Nieźle pędzicie... prrrrr... szalone :-)

agast, ale jak Hanka śpi w przedszkolu to potem wieczorem jak jest? Mnie nie dziwi fakt spania w dzień 4 latków, ale myślę sobie, że trochę utrudnia życie wtedy, kiedy człowiek ma ochotę się już zresetować :-D
Co do wzrostu i wagi to nie wiem.

Pewnie to jutro nadrobię, bo coś mi się zdaje, że jutro zaliczymy jednak lekarza.
Mary ma katar - ciągle, a to już mija tydzień od rozpoczęcia. Poza tym dziś zaczęła narzekać na ból jamy ustnej [podkreślam to fachowa nazwą, bo to nie gardlo na pewno, ani ząb] i że jej zimno [choc goraczki niby nie ma].
Także jutro pewnie nas czeka wizyta u pediatry.

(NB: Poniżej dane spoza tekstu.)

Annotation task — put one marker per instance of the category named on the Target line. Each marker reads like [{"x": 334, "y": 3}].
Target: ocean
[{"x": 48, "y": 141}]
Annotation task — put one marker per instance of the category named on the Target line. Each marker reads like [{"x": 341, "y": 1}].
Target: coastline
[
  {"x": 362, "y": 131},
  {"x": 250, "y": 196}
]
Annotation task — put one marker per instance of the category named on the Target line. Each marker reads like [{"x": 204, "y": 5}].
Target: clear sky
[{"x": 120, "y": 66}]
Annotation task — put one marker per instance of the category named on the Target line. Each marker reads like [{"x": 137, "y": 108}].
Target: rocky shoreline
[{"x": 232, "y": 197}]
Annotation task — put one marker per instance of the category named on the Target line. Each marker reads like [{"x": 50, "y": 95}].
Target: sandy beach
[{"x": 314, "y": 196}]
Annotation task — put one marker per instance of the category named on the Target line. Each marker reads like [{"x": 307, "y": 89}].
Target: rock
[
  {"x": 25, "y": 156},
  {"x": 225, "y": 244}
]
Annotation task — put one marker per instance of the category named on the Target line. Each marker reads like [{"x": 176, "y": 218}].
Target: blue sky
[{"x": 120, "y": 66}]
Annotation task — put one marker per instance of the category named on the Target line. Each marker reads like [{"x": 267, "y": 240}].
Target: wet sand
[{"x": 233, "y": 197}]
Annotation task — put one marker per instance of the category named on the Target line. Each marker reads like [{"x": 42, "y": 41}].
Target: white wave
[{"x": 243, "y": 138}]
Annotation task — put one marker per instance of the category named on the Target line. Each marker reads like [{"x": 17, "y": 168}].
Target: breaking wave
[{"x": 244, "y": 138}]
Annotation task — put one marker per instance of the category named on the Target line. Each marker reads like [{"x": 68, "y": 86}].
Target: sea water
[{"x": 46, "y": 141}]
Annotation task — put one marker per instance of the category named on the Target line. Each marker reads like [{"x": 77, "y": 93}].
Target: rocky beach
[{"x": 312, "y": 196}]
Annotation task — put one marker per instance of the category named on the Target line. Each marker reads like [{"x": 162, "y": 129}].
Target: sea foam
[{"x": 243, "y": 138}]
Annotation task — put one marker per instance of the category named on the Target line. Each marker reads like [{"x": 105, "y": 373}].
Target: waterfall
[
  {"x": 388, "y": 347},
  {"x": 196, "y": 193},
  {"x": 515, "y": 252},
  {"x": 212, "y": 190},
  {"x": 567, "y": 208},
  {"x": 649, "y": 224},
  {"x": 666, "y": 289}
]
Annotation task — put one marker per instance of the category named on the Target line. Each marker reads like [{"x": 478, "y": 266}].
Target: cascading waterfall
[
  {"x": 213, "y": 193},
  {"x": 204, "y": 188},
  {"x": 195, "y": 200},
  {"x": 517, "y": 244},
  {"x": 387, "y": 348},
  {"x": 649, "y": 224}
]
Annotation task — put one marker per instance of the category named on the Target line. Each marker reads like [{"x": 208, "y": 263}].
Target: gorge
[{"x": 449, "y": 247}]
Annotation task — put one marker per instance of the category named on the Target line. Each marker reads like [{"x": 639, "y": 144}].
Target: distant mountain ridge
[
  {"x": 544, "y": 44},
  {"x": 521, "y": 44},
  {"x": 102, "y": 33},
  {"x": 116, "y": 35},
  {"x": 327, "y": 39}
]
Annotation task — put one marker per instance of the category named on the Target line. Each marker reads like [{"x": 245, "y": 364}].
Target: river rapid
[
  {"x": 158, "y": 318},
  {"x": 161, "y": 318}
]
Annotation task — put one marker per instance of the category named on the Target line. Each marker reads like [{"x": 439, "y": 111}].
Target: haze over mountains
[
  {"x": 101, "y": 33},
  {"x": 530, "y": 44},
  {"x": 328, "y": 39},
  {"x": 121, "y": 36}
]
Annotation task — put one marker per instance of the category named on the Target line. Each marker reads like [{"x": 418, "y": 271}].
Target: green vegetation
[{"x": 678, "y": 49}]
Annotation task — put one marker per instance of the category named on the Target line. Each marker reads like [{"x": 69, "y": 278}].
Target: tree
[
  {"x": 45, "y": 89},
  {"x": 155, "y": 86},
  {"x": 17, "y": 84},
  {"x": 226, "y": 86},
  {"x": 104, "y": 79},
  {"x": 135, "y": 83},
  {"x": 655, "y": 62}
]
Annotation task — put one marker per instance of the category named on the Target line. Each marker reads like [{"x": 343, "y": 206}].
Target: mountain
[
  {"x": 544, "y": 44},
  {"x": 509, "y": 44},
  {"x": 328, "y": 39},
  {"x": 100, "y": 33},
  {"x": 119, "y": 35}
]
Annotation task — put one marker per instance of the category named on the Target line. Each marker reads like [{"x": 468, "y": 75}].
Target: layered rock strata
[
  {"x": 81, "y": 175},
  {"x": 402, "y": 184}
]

Evik otworzył mi się tylko słodki urwis :sorry2:

Spadam, bo musze jeszcze raz sprawdzić czy nie ma gorączki.
Poza tym oczywiście ja też złapałam zarazę i nos zapchany... ech.. bleh.
 
reklama
Mondzi - Sprawdziłam w książeczce zdrowia Em w wieku 7,5 mies. ważyła 7700. Wagę urodzeniową miała 3750, nikt się o żadne badania nie upominał. Pediatra już ją znała i wiedziała, że taka jej uroda.Jej temperament też znała - myślę, że wrodzona ruchliwość i dobra przemiana materii robiły i robią swoje...w wieku 12 mies. ważyła 8700.

Resztę pozdrawiam. Sajgon mam w domu... Ja chcę wiosnę !!!!!